Nando Bodha affiche toujours une attitude modeste et cool quand il parle aux médias. Par contre, à chaque sortie publique, Étienne Sinatambou ne manque pas de manifester sa vive intelligence par rapport au commun des Mauriciens. Il se déplace toujours avec un billboard virtuel le présentant comme «double lauréat». Cela passe mal avec le Mauricien, un être essentiellement contestataire et iconoclaste qui digère mal la vantardise des puissants. Ce n’est pas tous les jours qu’une opportunité type résidence Barkly («kit soulié bouré») se présente mais le peuple décomplexé de Maurice sait réduire à leurs justes proportions les prétentieux qui croient toujours vivre à l’ère coloniale. Voilà pourquoi les élucubrations de Sinatambou font toujours l’objet d’une vive résistance. Le même message mais venant d’une autre personnalité, modeste et sympathique celle-là, aurait été accepté. Par exemple, Étienne Sinatambou n’a pas totalement tort de dire qu’en situation de crise, il n’est pas toujours possible d’offrir des repas chauds à des réfugiés. Mais un tel argument venu de sa bouche a provoqué la réprobation générale. Au point que ses propres collègues se sont efforcés de se démarquer de ses propos sur le régime élémentaire de biscuits et d’eau en assurant une fourniture de briani et de boissons gazeuses.
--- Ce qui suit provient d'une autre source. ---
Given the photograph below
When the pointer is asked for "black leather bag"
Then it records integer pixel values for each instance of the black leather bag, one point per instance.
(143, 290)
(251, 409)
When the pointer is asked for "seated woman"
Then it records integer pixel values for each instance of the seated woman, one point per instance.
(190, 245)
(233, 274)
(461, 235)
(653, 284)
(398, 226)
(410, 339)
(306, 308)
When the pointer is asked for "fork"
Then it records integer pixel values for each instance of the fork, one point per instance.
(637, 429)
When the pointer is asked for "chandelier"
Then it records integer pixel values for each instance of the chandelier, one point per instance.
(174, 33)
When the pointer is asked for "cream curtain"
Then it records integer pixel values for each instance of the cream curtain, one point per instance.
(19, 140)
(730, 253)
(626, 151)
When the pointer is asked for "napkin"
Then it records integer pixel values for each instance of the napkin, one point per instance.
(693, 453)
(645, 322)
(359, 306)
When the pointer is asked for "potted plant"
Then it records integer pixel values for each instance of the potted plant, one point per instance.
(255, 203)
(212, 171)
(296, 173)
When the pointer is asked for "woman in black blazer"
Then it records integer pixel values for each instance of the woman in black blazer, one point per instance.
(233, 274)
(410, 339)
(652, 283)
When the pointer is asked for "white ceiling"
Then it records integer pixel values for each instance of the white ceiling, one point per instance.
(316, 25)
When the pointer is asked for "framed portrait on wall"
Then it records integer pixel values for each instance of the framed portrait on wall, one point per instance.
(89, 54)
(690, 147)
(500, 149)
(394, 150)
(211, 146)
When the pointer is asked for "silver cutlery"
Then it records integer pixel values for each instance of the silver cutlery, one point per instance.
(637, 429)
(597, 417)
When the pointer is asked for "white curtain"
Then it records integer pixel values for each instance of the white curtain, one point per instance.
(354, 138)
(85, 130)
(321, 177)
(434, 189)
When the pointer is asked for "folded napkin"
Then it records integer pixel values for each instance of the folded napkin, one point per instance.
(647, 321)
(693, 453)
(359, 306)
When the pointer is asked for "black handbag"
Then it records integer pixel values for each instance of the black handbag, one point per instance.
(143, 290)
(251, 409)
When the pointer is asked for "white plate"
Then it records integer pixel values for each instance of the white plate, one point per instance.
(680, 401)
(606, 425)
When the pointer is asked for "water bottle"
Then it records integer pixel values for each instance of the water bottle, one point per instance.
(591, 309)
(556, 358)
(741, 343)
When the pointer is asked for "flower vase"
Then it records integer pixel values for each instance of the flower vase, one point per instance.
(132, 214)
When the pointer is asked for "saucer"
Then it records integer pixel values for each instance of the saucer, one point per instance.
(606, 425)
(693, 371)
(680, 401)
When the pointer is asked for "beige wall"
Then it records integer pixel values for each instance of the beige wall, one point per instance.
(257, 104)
Le Premier ministre lui-même est descendu sur le terrain pour neutraliser l’effet Sinatambou mais sans pour autant lâcher son porte-parole. Ce qui indique qu’on verrait toujours Sinatambou à la MBC les samedis. Son remplacement par Stephan Toussaint nécessiterait la mobilisation de spin doctors, de coiffeurs et de couturiers, car si la chemise orange est garante de fidélité à la cuisine, l’habit va tellement intriguer les téléspectateurs qu’ils ne vont pas écouter le message mais se fixer sur le personnage. Le MSM n’est pas prêt non plus à abandonner la stratégie de communalisme scientifique et mettre à contribution le suave Bodha. Ce dernier essaie de ne pas se mouiller dans la politicaillerie du MSM, se contenant de garder une ligne propre à lui, à l’intérieur de son cordon sanitaire.
Le cas Bodha est rendu encore plus compliqué par le fait qu’il se pose en une menace sérieuse pour Pravind Jugnauth si jamais ce dernier se retrouve dans une situation catastrophique. Bodha a été leader de l’opposition dans le passé. Il maîtrise bien l’anglais et le français. Mais qui plus est, il parle aussi bien l’hindi et le bhojpuri. Le MSM prendra-t-il le risque d’assurer l’épanouissement médiatique de Bodha ?
Tout compte fait, sans même être contraint à une minime sanction de «bwar dilwil» et repos, Étienne Sinatambou pourrait bien retrouver sa baguette de chef d’orchestre médiatique du MSM. Après tout, un double lauréat ne se fabrique pas en usine par des ouvriers bangladais surexploités.